O problema começou em 2009. Souza, então com 35 anos, foi abordado por policiais enquanto caminhava em uma rua de Paracatu (MG). Os militares informaram que constava em aberto um mandado de prisão contra ele, por um homicídio ocorrido em Ceilândia (DF) em 1989. A única coisa que não batia entre o documento e a identidade do homem era a data de nascimento: ele é de 1974, e o acusado era de 1963.
O faxineiro negou o crime e tentou contestar, dizendo que a confusão aconteceu por ter sido registrado com o mesmo nome do primo, que a mãe já criava quando ele nasceu. Os PMs não acreditaram e suspeitaram que a documentação apresentada fosse falsa. Souza foi então levado ao presídio pela primeira vez.
Após um ano, a defesa do homem conseguiu relaxamento de prisão sob a alegação de que ele era um homônimo do verdadeiro criminoso. Souza, que só tinha até a segunda série do ensino fundamental, foi contratado por uma empresa de asfalto. O auxiliar de serviços gerais era o principal mantenedor da casa, onde vivia com a mulher e a enteada de 8 anos.
“Depois acharam que tivessem liberado uma pessoa que tivesse duas identidades, uma delas falsa. Tudo de novo. Aí emitiram novo mandado de prisão, e ele voltou a ser preso em 2014 e foi transferido para cá [DF, onde corria o processo]”, explica o advogado Ivo Ribeiro.
Souza dividiu uma cela com outras 14 pessoas e viveu em condições que considerava “ruins”. Mas a maior angústia, segundo o homem, era não ter contato com a família. As cartas enviadas não chegaram à mulher, e mesmo enfrentando fila ninguém conseguiu visitá-lo no período em que passou na Papuda.
“A única coisa que ele menciona é o sentimento de tristeza que ele sentia dentro da prisão, porque sabia que estava lá por um crime que não cometeu. Sentiu saudade da família, da filha, do contexto social que ele tinha em Paracatu. A família é muito simples. A esposa dele quando o viu chorou bastante”, lembra o advogado.
No final da última semana, um juiz de Brasília concedeu alvará de soltura para o auxiliar de serviços gerais depois de comprovar, por meio das impressões digitais, que a prisão foi um engano. O exame foi feito a pedido do Ministério Público. Souza não quis nem saber onde fica Ceilândia e decidiu voltar de imediato para MG.
O advogado dele diz que vai pedir indenização de R$ 3 milhões ao Estado por tudo o que o cliente passou. “Se tivessem feito essa comparação há mais tempo, com certeza isso não tinha acontecido isso. E tem outro detalhe: se o Francisco que foi preso indevidamente tivesse cometido o crime de 1989, que lhe foi atribuído indevidamente, ele na época seria menor de idade.

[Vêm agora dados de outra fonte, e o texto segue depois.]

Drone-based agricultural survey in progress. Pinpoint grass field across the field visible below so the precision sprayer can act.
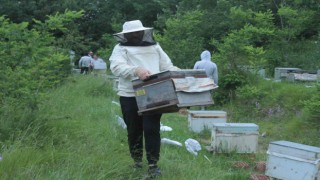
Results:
[0,76,320,180]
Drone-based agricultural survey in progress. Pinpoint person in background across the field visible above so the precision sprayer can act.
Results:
[92,55,107,76]
[88,51,94,73]
[109,20,180,177]
[79,52,92,74]
[193,50,218,85]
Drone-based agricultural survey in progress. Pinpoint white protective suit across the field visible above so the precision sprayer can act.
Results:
[193,50,218,85]
[109,43,179,97]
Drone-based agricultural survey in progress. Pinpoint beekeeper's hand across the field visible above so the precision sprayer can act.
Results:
[134,67,151,80]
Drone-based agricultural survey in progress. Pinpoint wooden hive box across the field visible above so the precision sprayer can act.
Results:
[211,123,259,153]
[132,70,213,114]
[188,110,227,133]
[265,141,320,180]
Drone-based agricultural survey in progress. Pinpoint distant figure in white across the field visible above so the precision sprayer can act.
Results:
[79,54,93,74]
[193,50,218,85]
[92,55,107,76]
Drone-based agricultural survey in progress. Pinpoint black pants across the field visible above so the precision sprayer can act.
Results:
[80,67,89,74]
[120,96,162,164]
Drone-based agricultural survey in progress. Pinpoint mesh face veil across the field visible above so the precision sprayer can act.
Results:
[114,29,156,46]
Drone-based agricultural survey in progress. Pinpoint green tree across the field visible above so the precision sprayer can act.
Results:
[0,11,81,140]
[156,11,204,69]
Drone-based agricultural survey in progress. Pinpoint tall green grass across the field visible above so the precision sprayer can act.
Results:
[0,76,320,180]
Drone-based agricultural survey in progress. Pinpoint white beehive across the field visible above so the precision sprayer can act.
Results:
[211,123,259,153]
[188,110,227,133]
[265,141,320,180]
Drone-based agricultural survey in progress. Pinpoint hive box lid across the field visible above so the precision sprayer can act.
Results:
[213,123,259,133]
[268,141,320,161]
[188,110,227,118]
[132,69,208,89]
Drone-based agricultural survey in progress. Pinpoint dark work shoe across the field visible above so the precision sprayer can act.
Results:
[148,165,161,178]
[133,162,143,169]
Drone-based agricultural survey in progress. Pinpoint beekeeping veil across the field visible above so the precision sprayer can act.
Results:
[113,20,155,46]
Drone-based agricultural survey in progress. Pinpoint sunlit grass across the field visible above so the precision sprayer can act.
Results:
[0,76,320,180]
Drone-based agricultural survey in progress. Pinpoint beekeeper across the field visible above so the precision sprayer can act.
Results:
[109,20,179,177]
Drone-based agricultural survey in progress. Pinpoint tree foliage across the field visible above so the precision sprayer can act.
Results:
[0,11,81,139]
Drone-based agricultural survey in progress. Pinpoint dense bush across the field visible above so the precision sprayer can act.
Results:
[0,11,81,140]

Ele não responderia por homicídio, mas por ato infracional.”
Retomando a vida
Já na Rodoviária do Plano Piloto, à espera do ônibus que o levaria para casa, Souza se permitiu um lanche especial: coxinha e Coca-Cola, o refrigerante preferido. O homem tenta não ter mágoa do período que viveu e do que não pôde acompanhar no crescimento da enteada. O sonho é se reinserir no mercado de trabalho.
Ele também conta não ter contato com o primo homônimo há mais de 15 anos. “Não tenho raiva dele nenhuma, porque ele não foi culpado. O cartório de Minas [Gerais] que registrou a gente com o mesmo nome. Como que vou culpar meu irmão por algo feito pelo cartório?”, questiona.
O advogado Ivo Ribeiro diz analisar o que pode ser feito com relação à demissão motivada por uma prisão por um crime que o cliente não cometeu. A mulher de Souza não trabalha, e a família tem sobrevivido com doações.
“A grande problemática dele é se reinserir no contexto de trabalho em Paracatu. Ele saiu de lá empregado, e ele não sabe se a empresa vai readmiti-lo. Mas ele tem essa preocupação, porque o que ele quer é poder ajudar a família”, explica.